# Please help spot the primary colors to start



## Atha (Sep 1, 2019)

Hello everyone.
First post.
Start painting with watercolor.

Please help spot the primary colors to start (Winsor & Newton professional grade)
3 hypothesis:

1.
Permanent Rose (502)
Windsor Blue (709)
Windsor Lemon (722)

Alternatives (if out of stock):

Scarlet Lake (603)
French Ultramarine (263)
Winsor Yellow (730)

2.
Permanent Alizarin Crimson (466)
French Ultramarine (263)
Winsor Yellow (730)

Alternatives (if out of stock):

Windsor Lemon (722)
Bismuth Yellow (25)
Permanent Rose (502)

3.
Alternative way choosing Cyan, Magenta e Yellow (instead of Red and Blue).
Permanent Magenta (489)
Alizarin Crimson (4)
Quinacridone Red (3)

Cerulean Blue (137)
Manganese Blue Hue (379)

A Yellow from above

Thank s in advance for your kind help.
Best regards.


----------



## picassolite (Dec 10, 2016)

I hope you have a bottle of aspirin by your side for this one ...

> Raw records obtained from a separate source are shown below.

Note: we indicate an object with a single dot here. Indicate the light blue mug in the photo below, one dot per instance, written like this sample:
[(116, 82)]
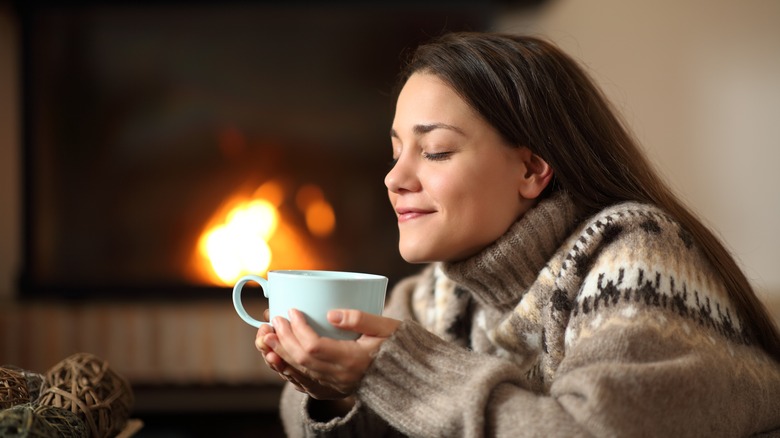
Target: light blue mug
[(315, 293)]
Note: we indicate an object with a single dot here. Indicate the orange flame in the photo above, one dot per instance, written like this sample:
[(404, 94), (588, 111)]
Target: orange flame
[(237, 241)]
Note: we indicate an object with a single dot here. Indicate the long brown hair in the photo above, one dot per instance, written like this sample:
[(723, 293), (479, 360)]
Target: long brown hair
[(539, 97)]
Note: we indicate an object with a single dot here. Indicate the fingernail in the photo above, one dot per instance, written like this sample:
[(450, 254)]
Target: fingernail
[(335, 316)]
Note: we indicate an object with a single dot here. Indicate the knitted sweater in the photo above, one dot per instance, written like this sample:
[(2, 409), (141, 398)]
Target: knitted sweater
[(612, 326)]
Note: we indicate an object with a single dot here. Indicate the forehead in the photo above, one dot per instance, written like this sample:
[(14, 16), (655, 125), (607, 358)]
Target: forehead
[(425, 98)]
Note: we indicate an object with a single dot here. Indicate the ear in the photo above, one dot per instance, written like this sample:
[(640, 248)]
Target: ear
[(536, 177)]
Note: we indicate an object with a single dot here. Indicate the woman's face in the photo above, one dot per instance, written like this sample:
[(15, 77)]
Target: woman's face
[(454, 185)]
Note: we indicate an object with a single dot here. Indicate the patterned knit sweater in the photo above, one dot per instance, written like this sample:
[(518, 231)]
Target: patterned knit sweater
[(612, 326)]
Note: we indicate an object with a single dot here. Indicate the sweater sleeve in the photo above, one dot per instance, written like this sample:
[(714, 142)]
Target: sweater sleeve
[(608, 386)]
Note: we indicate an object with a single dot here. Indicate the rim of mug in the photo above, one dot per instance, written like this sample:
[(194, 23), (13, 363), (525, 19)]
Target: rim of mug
[(336, 275)]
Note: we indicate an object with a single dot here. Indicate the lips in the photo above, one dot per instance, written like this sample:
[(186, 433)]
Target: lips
[(408, 214)]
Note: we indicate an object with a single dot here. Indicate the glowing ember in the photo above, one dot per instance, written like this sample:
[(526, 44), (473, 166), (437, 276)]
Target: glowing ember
[(248, 234), (239, 245)]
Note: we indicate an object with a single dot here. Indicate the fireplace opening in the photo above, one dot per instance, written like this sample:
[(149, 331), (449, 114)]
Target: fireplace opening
[(170, 147)]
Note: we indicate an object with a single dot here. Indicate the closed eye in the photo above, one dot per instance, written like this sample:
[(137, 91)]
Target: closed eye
[(437, 156)]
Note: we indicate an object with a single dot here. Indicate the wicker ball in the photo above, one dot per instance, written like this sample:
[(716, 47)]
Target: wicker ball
[(13, 388), (32, 420), (35, 382), (85, 385), (21, 422)]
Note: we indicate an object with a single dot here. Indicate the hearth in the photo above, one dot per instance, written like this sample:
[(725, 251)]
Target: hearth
[(171, 146)]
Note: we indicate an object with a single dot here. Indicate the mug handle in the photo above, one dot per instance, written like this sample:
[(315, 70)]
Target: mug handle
[(237, 298)]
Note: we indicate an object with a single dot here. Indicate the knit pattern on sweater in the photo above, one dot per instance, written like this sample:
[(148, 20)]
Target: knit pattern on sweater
[(627, 262)]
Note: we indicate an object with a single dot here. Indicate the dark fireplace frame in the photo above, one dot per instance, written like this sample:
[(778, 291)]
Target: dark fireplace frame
[(412, 21)]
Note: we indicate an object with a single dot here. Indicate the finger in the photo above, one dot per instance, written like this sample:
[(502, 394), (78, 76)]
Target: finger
[(264, 330), (302, 348), (363, 322)]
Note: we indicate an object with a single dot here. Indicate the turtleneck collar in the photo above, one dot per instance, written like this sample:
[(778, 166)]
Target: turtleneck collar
[(501, 273)]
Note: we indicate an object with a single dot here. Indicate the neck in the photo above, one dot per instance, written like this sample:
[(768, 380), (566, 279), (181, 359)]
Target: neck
[(501, 273)]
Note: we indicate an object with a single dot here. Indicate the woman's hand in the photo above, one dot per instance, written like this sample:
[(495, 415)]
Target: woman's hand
[(322, 367)]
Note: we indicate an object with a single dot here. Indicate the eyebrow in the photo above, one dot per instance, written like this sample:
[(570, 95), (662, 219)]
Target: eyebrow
[(424, 129)]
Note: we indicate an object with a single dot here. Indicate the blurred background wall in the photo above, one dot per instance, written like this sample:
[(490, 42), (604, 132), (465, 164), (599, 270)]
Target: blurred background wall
[(697, 81)]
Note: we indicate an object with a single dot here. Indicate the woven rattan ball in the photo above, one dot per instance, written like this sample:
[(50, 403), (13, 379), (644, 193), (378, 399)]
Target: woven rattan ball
[(35, 382), (13, 388), (85, 385), (32, 420), (21, 422)]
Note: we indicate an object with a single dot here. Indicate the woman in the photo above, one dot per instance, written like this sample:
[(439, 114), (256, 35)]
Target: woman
[(568, 292)]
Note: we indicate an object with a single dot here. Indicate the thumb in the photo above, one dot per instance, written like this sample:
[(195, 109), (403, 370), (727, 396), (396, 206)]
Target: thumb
[(362, 322)]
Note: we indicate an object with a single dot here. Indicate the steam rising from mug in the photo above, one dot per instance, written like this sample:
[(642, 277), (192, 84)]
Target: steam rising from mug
[(314, 293)]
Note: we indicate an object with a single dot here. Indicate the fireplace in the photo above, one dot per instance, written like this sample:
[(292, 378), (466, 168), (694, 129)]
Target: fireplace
[(172, 146)]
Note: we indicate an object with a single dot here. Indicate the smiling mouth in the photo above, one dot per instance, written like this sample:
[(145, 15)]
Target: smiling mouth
[(405, 215)]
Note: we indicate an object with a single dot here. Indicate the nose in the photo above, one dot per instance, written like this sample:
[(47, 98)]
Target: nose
[(400, 177)]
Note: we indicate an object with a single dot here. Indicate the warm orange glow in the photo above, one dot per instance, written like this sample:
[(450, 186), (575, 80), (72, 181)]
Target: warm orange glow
[(320, 218), (256, 232), (238, 246), (319, 215)]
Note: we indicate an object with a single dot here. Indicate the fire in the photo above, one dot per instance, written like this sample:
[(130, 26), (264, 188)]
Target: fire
[(243, 237), (239, 246)]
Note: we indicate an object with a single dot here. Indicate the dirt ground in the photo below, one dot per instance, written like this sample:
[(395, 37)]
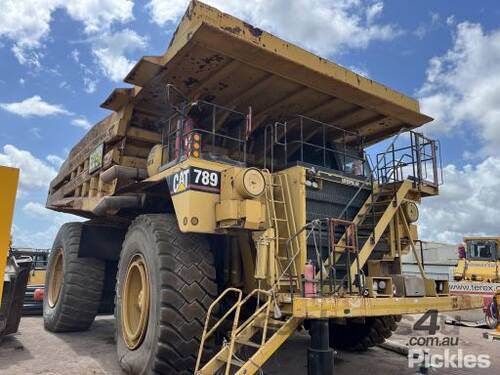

Here is your challenge ... your primary colors are red, blue, and yellow... no matter what the names of them are.



What you have here is a list of primaries ... but some are stain and others are opaque.


If you paint the same picture ... using all the possible charts ... one after another ... you will get very different painterly affects.


Best regards


----------



## Atha (Sep 1, 2019)

Thank you very much.
Regards.


----------



## Scott R Nelson (Jun 26, 2013)

picassolite said:


> Here is your challenge ... your primary colors are red, blue, and yellow... no matter what the names of them are.


The primary colors for printed material are cyan, magenta and yellow. If you substitute blue and red for cyan and magenta the colors you mix will be a bit more muddy.

I'm experimenting right now with just using three colors to mix everything else that I want. These three work fairly well for me:


Quinacridone Rose (Blick)
Phthalo Blue (Blick)
Quinophthalone Yellow (Daniel Smith)

I think these are all stains rather then opaque pigments, so there are some things I can't do with them. As a test, I used one of those Prang 16-color sets to lay down pure colors, then I checked that I could match all of those, including brown and black and I was able to come very close.

Yes, it's nice to have a zillion colors, but it is also interesting to be able to mix whatever color you need.

Other colors that I happen to like painting with include:


Quinacridone Magenta (Winsor & Newton)
Quinacridone Gold (Winsor & Newton)
Gamboge Hue (Grumbacher)
Hooker's Green Deep Hue (Grumbacher)
Antwerp Blue (Winsor & Newton)

I'm an on again/off again painter and haven't done much for several years. Trying to get back going again. Once I succeed at that, I'll post any new paintings that I manage to finish.


----------